Abbas Suan, a former captain of Bnei Sakhnin, played in the past for the Israeli national soccer team. In his fourth game with the national team in February 2005 at Teddy Stadium in Jerusalem — the home stadium of Beitar Jerusalem — he was greeted with jeers and catcalls from the Beitar Jerusalem stands when he was called on to replace a player. His colleagues in the national team backed him and condemned the racist shouts leveled at their friend.
It was none other than Suan who, a month later, scored the equalizer for the Israeli national team in the 90th minute of the match against the Irish national team in the World Cup qualifiers. Yet, rather than attacking the Beitar Jerusalem fans who had humiliated him just a month before, and instead of ranting or using harsh language, Suan kept his calm and chose to speak about coexistence and moderation, attempting to bridge the gaps and hatred.
Suan has worked for years on behalf of the New Israel Fund and acted against violence and racism in the soccer fields. He is a member of the Peres Center for Peace and played as captain of the national peace team in a match against Real Madrid.

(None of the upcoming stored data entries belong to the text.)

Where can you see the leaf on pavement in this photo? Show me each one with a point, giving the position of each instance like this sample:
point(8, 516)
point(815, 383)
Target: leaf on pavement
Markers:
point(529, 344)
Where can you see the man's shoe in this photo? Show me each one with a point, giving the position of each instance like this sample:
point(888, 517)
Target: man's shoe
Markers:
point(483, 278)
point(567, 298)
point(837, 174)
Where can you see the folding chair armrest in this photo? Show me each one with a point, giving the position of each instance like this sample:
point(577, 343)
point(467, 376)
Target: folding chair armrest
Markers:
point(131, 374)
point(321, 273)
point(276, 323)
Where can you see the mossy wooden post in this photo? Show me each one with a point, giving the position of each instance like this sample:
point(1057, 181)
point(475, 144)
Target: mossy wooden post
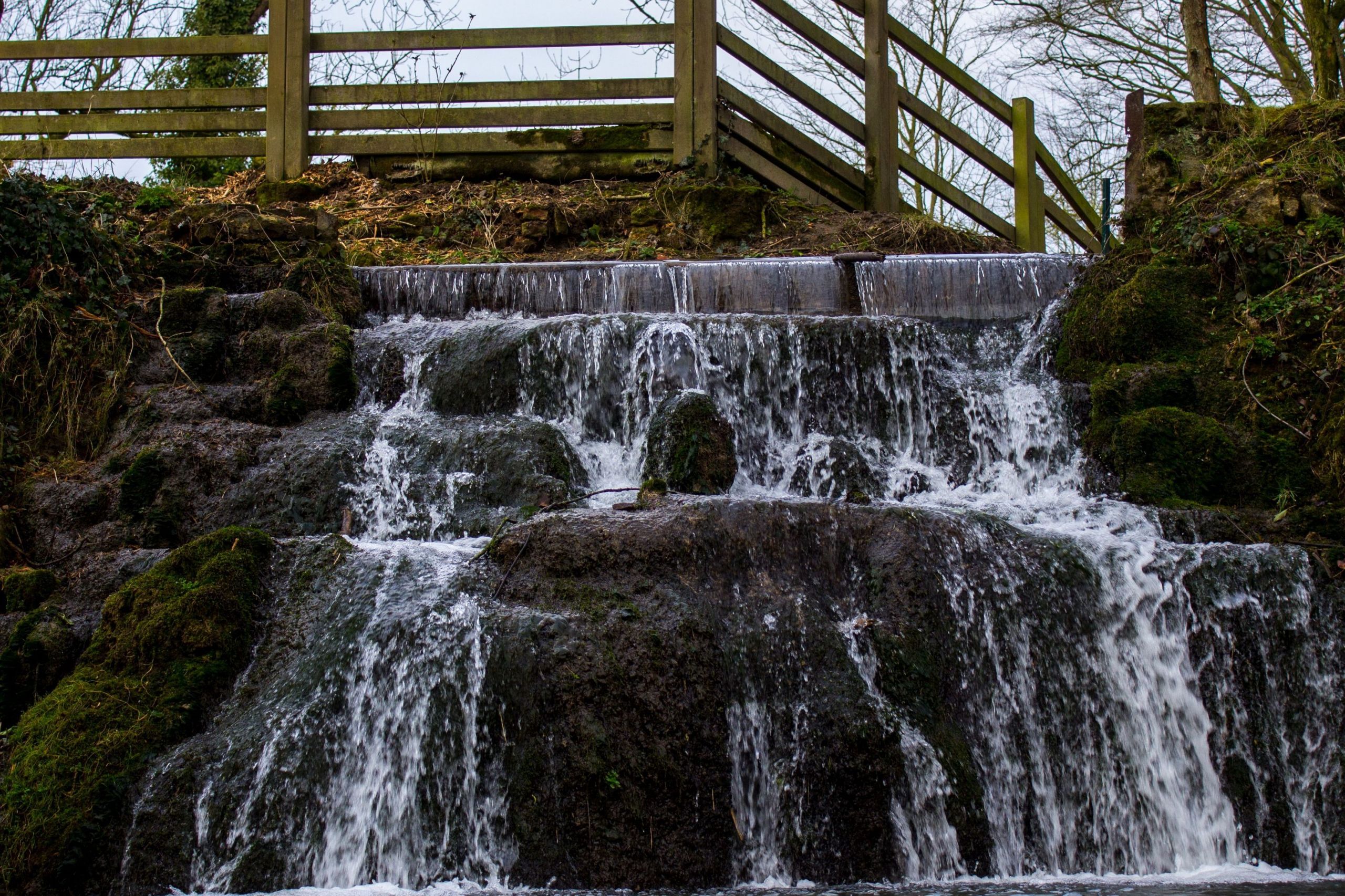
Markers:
point(1028, 190)
point(287, 89)
point(880, 111)
point(695, 85)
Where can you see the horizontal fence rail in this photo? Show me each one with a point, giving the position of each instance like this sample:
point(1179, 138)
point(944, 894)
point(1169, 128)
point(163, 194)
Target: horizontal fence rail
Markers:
point(695, 119)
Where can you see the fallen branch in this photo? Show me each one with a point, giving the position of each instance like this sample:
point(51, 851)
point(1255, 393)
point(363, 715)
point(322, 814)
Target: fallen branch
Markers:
point(163, 291)
point(575, 501)
point(1259, 403)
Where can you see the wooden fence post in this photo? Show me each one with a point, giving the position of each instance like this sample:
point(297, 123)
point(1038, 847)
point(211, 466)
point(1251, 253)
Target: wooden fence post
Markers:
point(696, 85)
point(880, 112)
point(287, 89)
point(1029, 200)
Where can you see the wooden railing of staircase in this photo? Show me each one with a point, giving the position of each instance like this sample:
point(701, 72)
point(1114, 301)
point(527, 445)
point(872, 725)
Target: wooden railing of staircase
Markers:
point(696, 118)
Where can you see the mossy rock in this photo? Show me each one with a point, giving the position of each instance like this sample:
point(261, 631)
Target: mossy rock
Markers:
point(1153, 312)
point(25, 590)
point(41, 652)
point(720, 212)
point(140, 483)
point(195, 325)
point(284, 310)
point(690, 446)
point(1166, 454)
point(330, 286)
point(170, 645)
point(272, 192)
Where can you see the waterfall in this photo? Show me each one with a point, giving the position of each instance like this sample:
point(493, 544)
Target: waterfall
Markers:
point(1120, 703)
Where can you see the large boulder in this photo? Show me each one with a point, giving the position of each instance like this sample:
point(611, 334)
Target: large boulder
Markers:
point(690, 446)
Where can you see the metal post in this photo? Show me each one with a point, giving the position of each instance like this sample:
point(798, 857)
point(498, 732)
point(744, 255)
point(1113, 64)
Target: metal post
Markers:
point(1028, 190)
point(1106, 216)
point(880, 112)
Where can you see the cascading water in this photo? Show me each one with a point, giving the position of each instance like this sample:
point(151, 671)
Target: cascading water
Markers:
point(1171, 717)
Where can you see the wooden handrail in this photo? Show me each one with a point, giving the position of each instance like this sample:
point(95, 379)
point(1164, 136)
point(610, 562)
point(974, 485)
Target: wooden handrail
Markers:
point(291, 108)
point(225, 45)
point(491, 118)
point(133, 123)
point(109, 100)
point(376, 95)
point(491, 38)
point(781, 77)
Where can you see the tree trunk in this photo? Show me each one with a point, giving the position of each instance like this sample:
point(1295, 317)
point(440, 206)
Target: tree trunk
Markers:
point(1322, 25)
point(1200, 58)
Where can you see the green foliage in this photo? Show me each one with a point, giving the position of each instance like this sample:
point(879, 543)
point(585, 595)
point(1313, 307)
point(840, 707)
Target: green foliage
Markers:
point(1164, 452)
point(1212, 339)
point(41, 652)
point(210, 18)
point(155, 200)
point(171, 641)
point(64, 332)
point(25, 590)
point(140, 483)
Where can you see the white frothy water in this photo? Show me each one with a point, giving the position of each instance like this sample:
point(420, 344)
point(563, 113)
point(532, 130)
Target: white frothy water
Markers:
point(1105, 732)
point(368, 747)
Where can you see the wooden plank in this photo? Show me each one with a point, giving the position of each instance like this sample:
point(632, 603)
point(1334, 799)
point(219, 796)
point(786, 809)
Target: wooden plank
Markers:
point(224, 45)
point(955, 197)
point(684, 84)
point(1028, 206)
point(109, 100)
point(771, 173)
point(1071, 226)
point(378, 95)
point(1070, 190)
point(493, 38)
point(938, 123)
point(412, 144)
point(755, 59)
point(880, 112)
point(491, 118)
point(276, 62)
point(705, 80)
point(783, 155)
point(815, 34)
point(298, 32)
point(763, 118)
point(133, 123)
point(133, 149)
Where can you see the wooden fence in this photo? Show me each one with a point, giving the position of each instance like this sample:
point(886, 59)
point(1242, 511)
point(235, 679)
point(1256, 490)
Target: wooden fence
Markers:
point(700, 120)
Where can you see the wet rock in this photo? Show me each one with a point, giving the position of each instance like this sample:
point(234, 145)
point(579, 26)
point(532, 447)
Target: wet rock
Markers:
point(25, 590)
point(690, 446)
point(39, 653)
point(833, 467)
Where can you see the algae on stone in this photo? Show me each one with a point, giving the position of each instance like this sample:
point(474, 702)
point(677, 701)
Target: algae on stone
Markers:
point(171, 642)
point(690, 446)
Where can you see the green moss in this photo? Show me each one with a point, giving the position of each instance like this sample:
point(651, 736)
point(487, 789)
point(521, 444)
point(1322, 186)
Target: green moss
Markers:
point(284, 405)
point(1165, 454)
point(140, 483)
point(272, 192)
point(25, 590)
point(340, 368)
point(330, 286)
point(1156, 311)
point(171, 641)
point(729, 210)
point(42, 649)
point(690, 446)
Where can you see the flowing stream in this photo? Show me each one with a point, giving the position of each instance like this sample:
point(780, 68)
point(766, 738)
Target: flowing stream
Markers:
point(1183, 725)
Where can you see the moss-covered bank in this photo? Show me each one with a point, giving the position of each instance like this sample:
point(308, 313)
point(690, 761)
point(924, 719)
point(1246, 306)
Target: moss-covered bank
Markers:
point(170, 642)
point(1212, 339)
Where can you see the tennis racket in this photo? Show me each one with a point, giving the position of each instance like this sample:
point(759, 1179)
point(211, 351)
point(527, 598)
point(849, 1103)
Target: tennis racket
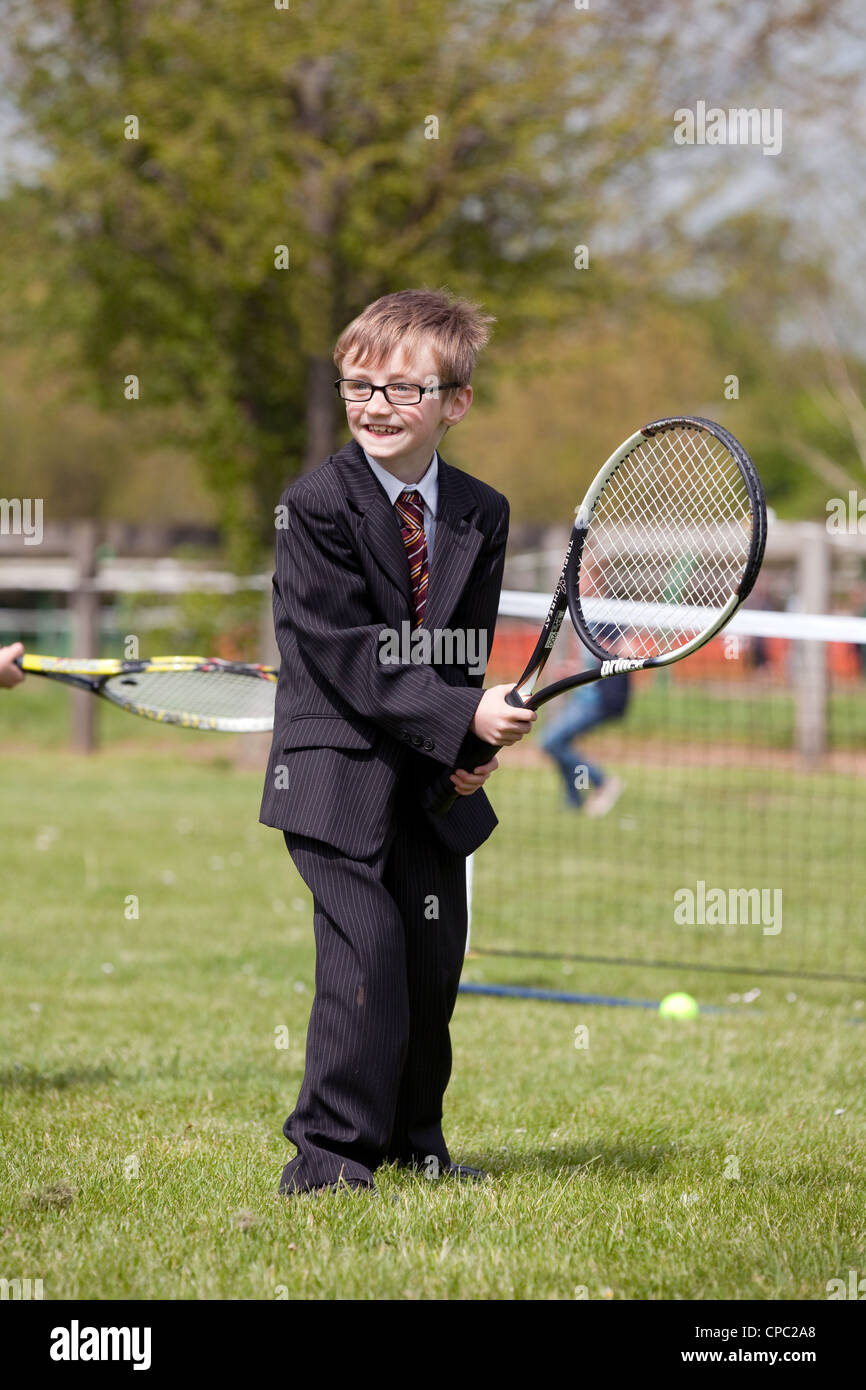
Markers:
point(666, 546)
point(193, 691)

Suan even considered playing with Beitar Jerusalem. In an interview he gave a short while before his retirement, he told Haaretz, “I fought to play on Beitar to reduce hatred between Jews and Arabs. The contract was finalized. … I knew some Arabs would call me a traitor and Beitar fans wouldn't cheer for me, and might even try to kill me, but I did it to bring folks together. But in the end, the people at Beitar weren't brave enough. The fans run things … and everyone is afraid of them.”
If there is one place where Jews and Arabs can be brought together, it is in the sports arena. It is rather doubtful whether Regev is capable of suspending the Bnei Sakhnin team just because its fans waved Palestinian flags. Still, she did manage to unnecessarily escalate the tensions in the soccer stadiums and further undermine the rickety bridge that connects Jews and Arabs in the state of Israel.